Keindahan berasal dari kata indah yang berarti bagus, cantik, elok dan molek.Keindahan identik dengan kebenaran segala yang indah itu selalu mengandung kebenaran. Walaupun kelihatanya indah tapi tidak mengandung kebenaran maka hal itu pada prinsipnya tidak indah. Keindahan yang bersipat universal, yaitu keindahan yang tak terikat oleh selera perorangan, waktu, tempat atau daerah tertentu. Ia bersipat menyeluruh
Segala sesuatu yang yang mempunyai sipat indah antara lain segala hasil seni, pemandangan alam, manusia dengan segala anggota tubuhnya dan lain sebagainya.
Dalam bahasa Latin, keindahan diterjemahkan dari kata “belum”Akar katanya adalam “benum” yang berarti kebaikan. Dalam bahasa Inggris menjadi kata “beatiful”, Prancis “beao” sedangkan Italy dan Spanyol”beloo”

Selain itu menurut luasnya dibedakan pengertian:



1. Keindahan dalam arti luas.

Selanjutnya The Liang Gie menjelaskan.bahwa keindahan dalam arti luas mengandung pengertian ide kebaikan. Misalnya Plato menyebut watak dan hukum yang indah, sedangkan Aristoteles merumuskan keindahan sebagai sesuatu yang baik dan menyenangkan.

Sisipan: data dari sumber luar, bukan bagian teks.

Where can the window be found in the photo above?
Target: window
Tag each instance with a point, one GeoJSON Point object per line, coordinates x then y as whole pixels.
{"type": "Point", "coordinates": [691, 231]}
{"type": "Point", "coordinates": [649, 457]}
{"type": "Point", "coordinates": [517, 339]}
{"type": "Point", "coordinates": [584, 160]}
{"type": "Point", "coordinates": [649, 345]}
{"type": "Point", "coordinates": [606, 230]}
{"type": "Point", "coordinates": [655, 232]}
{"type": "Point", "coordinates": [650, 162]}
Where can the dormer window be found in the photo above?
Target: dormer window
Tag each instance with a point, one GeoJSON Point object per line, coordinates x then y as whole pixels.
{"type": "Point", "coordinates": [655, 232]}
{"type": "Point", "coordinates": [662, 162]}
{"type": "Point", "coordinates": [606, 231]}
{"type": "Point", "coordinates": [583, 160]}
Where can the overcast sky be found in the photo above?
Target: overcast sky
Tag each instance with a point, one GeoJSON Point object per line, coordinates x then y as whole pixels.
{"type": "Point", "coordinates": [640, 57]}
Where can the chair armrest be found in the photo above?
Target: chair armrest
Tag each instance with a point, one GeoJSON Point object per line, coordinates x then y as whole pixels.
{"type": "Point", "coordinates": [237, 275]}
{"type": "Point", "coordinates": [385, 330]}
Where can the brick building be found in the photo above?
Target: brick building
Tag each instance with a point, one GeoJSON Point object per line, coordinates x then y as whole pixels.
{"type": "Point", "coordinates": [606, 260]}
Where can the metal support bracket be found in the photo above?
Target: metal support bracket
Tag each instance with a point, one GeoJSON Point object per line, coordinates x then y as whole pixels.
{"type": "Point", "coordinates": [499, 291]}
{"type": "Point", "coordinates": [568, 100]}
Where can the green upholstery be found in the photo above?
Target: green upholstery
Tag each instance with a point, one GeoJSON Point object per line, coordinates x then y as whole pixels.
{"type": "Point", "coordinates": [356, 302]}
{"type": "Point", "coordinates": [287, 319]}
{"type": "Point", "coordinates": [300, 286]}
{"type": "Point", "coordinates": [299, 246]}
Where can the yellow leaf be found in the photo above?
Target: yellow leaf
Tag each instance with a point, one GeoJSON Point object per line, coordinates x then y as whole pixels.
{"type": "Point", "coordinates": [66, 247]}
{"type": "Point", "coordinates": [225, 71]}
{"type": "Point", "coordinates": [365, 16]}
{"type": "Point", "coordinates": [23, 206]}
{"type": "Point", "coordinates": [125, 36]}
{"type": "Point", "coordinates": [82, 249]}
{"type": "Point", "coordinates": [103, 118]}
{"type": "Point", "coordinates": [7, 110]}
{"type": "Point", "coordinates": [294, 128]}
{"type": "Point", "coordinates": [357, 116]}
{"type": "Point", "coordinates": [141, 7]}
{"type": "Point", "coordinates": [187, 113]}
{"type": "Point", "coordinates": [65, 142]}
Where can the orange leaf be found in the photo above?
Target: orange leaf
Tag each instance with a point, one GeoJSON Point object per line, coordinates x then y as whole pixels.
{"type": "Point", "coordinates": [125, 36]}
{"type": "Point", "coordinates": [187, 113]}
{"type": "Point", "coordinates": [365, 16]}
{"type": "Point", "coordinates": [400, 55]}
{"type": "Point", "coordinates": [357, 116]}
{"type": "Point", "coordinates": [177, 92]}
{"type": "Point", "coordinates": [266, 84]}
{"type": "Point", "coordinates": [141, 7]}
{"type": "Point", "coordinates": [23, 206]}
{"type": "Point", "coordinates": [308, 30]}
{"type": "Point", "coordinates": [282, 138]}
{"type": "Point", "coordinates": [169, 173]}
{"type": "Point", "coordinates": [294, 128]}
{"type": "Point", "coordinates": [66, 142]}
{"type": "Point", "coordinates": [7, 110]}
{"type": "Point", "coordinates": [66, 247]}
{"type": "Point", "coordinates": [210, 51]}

Jadi pengertian yang seluas-Iuasnya meliputi :

· keindahan seni

· keindahan alam

· keindahan moral

· keindahan intelektual.



2. Keindahan dalam arti estetik murni.

Keindahan dalam arti estetik murni menyangkut pengalaman estetik seorang dalam hubungannya dengan segala sesuatu yang diserapnya.



3. Keindahan dalam arti terbatas dalam hubungannya dengan penglihatan.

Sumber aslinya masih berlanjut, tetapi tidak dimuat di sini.